There is virtually no blood in the movie but that doesn’t stop it from being one the most unsettling films of the past decade. Much of that is due to that Samantha Morton’s amazing performance as an unhinged and overprotective mother. Comparisons to Kathy Bates in Misery are well deserved though it is possible Morton is even more frightening.

Samantha Morton and Michael Shannon star in The Harvest.

Samantha Morton and Michael Shannon star in The Harvest.

Despite its straight forward premise there are plenty of surprises beneath the surface of The Harvest. This is a film that trust its audience enough to let them piece together the information being presented to them rather than having it spoon fed through exposition.

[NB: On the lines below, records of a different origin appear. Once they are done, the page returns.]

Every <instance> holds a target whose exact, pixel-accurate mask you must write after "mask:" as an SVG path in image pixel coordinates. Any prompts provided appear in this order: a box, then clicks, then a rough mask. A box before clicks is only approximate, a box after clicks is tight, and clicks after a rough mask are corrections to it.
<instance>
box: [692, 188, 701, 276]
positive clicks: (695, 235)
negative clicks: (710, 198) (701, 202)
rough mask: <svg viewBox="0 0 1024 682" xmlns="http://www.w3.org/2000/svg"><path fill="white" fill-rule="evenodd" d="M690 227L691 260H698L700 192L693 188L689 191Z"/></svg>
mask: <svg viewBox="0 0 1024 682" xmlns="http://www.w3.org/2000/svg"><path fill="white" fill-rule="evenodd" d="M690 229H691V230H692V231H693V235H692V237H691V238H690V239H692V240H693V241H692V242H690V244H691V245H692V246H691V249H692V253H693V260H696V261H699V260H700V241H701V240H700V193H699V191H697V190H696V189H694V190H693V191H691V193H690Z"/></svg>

If there is a weak point it comes from the supporting characters. The young girl, Maryann, lives with her grandparents played by Peter Fonda and Leslie Lyles. While both are competent actors they seem to be on autopilot through most of their scenes. Indeed, Fonda is given the chance to say “far out!” twice in the script, because he can. Their roles are necessary but could have easily been cut down for the sake of furthering the story along.

Under normal circumstances this could have easily been a made for TV movie. But under the direction of John McNaughton (Wild Things, Henry: Portrait of a Serial Killer) it becomes something far more fascinating. Shot entirely on film and using an orchestral score that would make Hitchcock proud the suspense slowly builds in a way that completely envelops the audience.

Still, it is a slow burn. A few decades ago The Harvest would have been a major release with the potential to become a cult film. Instead it is relegated to a limited release that few too will see.

The Harvest opens at the Arena Cinema in Hollywood on April 24 and is currently available on VOD.